[PAPER REVIEW 231113] ELECTRA(2020)
Stanford University, Google Brain
ICLR 2020 conference
0. MLM
1) mask 15% of the input
2) train to recover the original input
→ It can learn bidirectional representations
1. A Problem of MLM
substantial compute cost
→ because only learns from 15% tokens per sample
2. Replace token detection
1) replace some tokens of the input
→ solves a mismath problem of BERT
2) train to predicts every token whether it is replaced or not. (as a discriminator)
→ computationally efficient (because learns from all input tokens)
3. ELECTRA
Effiicently Learning an Encoder that Classifies Token Replacements Accurately
- pre-train Transformer text encoders
- consists of 2 networks
1) a small generator network : corrupts input by replacing some tokens (not masking)
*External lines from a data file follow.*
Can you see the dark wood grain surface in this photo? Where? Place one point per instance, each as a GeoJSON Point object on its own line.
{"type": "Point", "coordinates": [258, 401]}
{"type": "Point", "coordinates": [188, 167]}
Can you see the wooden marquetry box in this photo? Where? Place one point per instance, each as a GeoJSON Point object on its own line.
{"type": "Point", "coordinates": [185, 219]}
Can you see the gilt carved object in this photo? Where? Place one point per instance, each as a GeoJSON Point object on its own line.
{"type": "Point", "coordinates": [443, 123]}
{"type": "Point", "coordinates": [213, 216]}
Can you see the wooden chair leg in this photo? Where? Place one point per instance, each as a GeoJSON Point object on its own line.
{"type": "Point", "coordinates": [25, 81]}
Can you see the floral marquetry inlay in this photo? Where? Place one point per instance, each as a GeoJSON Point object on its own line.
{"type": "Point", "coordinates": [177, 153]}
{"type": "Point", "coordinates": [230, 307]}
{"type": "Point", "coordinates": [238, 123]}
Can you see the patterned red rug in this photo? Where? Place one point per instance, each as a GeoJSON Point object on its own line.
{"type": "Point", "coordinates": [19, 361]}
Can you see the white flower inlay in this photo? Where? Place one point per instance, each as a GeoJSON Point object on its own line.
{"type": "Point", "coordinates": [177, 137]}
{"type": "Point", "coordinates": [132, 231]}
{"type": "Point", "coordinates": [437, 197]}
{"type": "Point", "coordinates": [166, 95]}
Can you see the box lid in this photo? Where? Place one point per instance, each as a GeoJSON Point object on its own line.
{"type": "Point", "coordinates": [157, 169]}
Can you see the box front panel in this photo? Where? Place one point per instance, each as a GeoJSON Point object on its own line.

2) a discriminative network : predict each token whether it was replaced or not
*after pre-training, we throw out the generator and only fine-tune the discriminator
*Why is generator small? : to low the compute
- generator : softmax, discriminator : sigmoid
- minimize the combined loss
- 2 networks share embeddings (token + positional)
- when the generator is 1/4-1/2 of the discriminator, it works best
4. Differences from the discriminator of a GAN
1) If the generator generate the correct token, that token is considered ‘real’
2) The generator is trained with maximum likelihood (not adversarial)
→ because of the difficulty of applying GANs to text (back-propagate is impossible)
3) We don’t supply the generator with a noise vector as input
5. Results
GLUE, SQuAD
ELECTRA outperforms MLM-based models(BERT, XLNet)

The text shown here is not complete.